The boyfriends are ecstatic while the girlfriends end up being part of the chaos that ensues.
“My friend Riya had hidden her relationship from her parents so when she came to college, she had to throw away her lunch. By the lunch time she started feeling dizzy. And by the end of the day, she had fainted thrice, and once even her head banged on the wall. Why did she do such a silly thing, I don’t understand!” says Nishita Narwal, a student of Daulat Ram College.
While these girls end up feeling sick and miss classes, their friends have to compromise too. Priyanka Kaur, student of Mata Sundri College, says that her entire gang had to bunk their classes for the day because her friend Shivani fainted. Kaur adds, “We kept telling her all day — kuch toh kha le, but no! She was so hell bent on fasting that she ended up fainting and we had to literally carry her out of the class. We kept tending to her in the college itself else her parents would have come to know that she’s fasting. Pura din classes bunk kari sabne.”

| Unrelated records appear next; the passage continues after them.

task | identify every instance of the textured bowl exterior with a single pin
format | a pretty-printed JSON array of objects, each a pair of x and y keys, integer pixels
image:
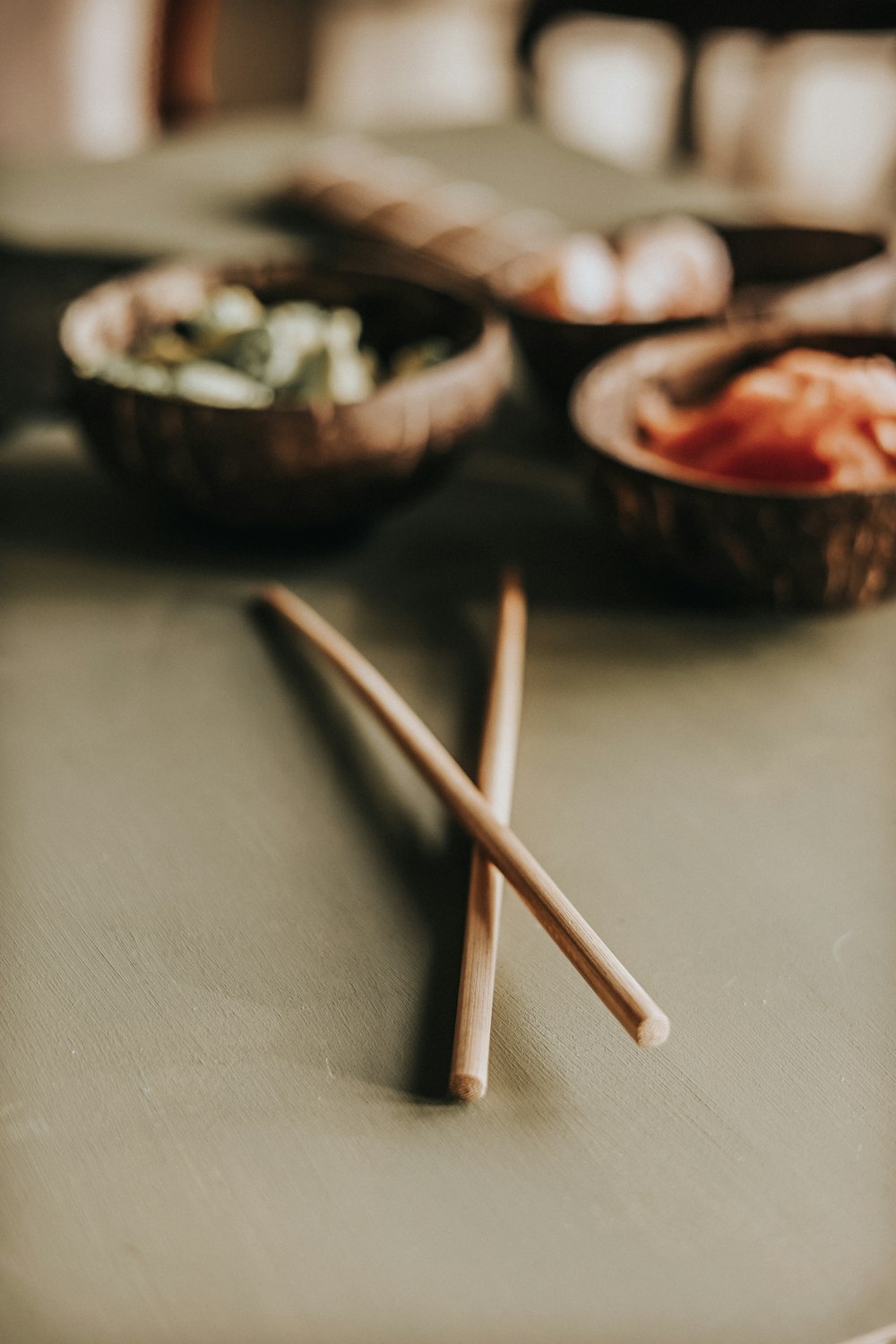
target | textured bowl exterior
[
  {"x": 782, "y": 548},
  {"x": 825, "y": 263},
  {"x": 287, "y": 465}
]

Mention the word professor and a lightening strikes all. They say that it’s difficult to hide their weariness from their teachers. “When our friend Harkamal kept a fast for her boyfriend last year, we all told her that she would not be able to handle the hunger pangs and would start feeling weak,” Osheen Martolia, student, Daulat Ram College. She adds, “The stubborn girl did not listen to us and ended up feeling short of breath and fainted during the class. We had to join the chairs at the back of the class and make her lie down without drawing anyone’s attention or the professor would have called up her parents and even her relationship would have been disclosed.”
These girls who’re fasting say consider their girlfriends as their saviours. Mehak Malhotra, a student of Mata Sundri College, says, “I don’t know what I would have done with my gang. Since my parents don’t know about my relationship and that keep a Karva Chauth fast for my boyfriend and hiding it from them creates a panga sometimes. It is my friends who come to my rescue and take care of me.”